MIDDLETON–Two days, a genre, a line, a character, a prop, and a team of filmmakers are the recipe for a short film in the 48 Hour Film Project, a worldwide competition that tests a team’s moxie along with their editing, writing and filming skills.

The films, which recently premiered at the Bartell Theatre in Madison, are in the process of being judged and the award ceremony and screening has been scheduled for Aug. 17 at Capital Brewery in Middleton.

This year competitors were given a sponge as a prop, a character named Rob or Robyn Sarvis who is a travel specialist, and the line “He told me to ask you”  to be incorporated into the four to seven-minute films. The use of specific elements is to prevent people from pre-writing scripts.

Michael Keeney and Katherine Thompson organized the Madison event. Both have competed in the 48 Hour Film Project, but for the last couple years have turned their attention to running the competition. 

Competitors chose two film genres from a hat and can use one or incorporate both. “This year we had some combine the genres. Someone got spy film and musical, and were like ‘Oh we’re going to combine them,’” Keeney explained. 

“There are some really good films this year, “ added Thompson.

“There are members of various films who did all original music,” Keeney stated. 

Of the 29 competitors, 27 were juried in the contest. Those who go past the 48 hours are not qualified for the competition. “That happens every year, about 20 percent across the organization turn in late films,” Kenney said. 

Thompson said the average size of a fil crew is 12. “The smallest I’ve seen is two,” she said. 

Some of the footwork for the films can be done ahead of time, though. “You can work on scenes and lining up actors or animals (a past film included dozens of horses) ahead of time on the chance you could use them,” Keeney included. 

“But there have been fabulous films that have been completely filmed in a park,” Thompson said. 

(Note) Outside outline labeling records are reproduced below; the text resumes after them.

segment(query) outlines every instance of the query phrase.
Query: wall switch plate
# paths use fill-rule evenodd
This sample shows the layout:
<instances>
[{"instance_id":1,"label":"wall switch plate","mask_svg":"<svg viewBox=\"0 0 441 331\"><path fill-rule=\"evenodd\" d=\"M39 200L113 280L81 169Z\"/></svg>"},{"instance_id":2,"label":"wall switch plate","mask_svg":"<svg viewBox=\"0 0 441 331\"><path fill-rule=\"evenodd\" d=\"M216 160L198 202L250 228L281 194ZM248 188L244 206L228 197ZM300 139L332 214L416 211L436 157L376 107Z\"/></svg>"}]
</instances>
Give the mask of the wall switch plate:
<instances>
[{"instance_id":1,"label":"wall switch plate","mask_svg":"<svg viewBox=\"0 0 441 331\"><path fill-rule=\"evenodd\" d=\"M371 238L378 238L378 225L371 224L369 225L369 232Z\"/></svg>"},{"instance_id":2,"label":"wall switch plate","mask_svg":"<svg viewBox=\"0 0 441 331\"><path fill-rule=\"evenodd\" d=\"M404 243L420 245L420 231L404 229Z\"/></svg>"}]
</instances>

The competition have categories for both adults and students, and both Keeney and Thompson encourage student filmmakers to compete. One of the student filmmakers, is Middleton native Katie Hettenbach. “They have their own category, but are eligible for either,” Thompson stated. 

Keeney and Thompson said the majority of their films come from Madison and Dane County, though there have been competitors from other towns as well. Each city has different criteria to prevent filmmakers from entering the same film in different locations. 

In addition to awards for writing, editing, etc., awards will be given to those that work behind the and indirectly of the filmmaking. “I think it will be nice to give those people a little nod, too,” Thompson said. 

Winners of the competitions have their films screened and judged at the 48 Hour Film Project international competition in Rotterdam, Netherlands. The winner of the international contest will go to the Cannes Film Festival in France. 

“Someone makes it every year–someone from the 48 Hour Film Project makes a career of filmmaking,” Keeney said.

At the screening this weekend, guest will pay $10 to see 10 films on an outdoor movie screen. There will be food trucks, music and awards. Music will begin at 5 p.m., awards at 6 p.m. and movie viewing will immediately follow. 

The event is open to all ages, but Thompson explained, “The films are unrated, so they could have language or adult situations.”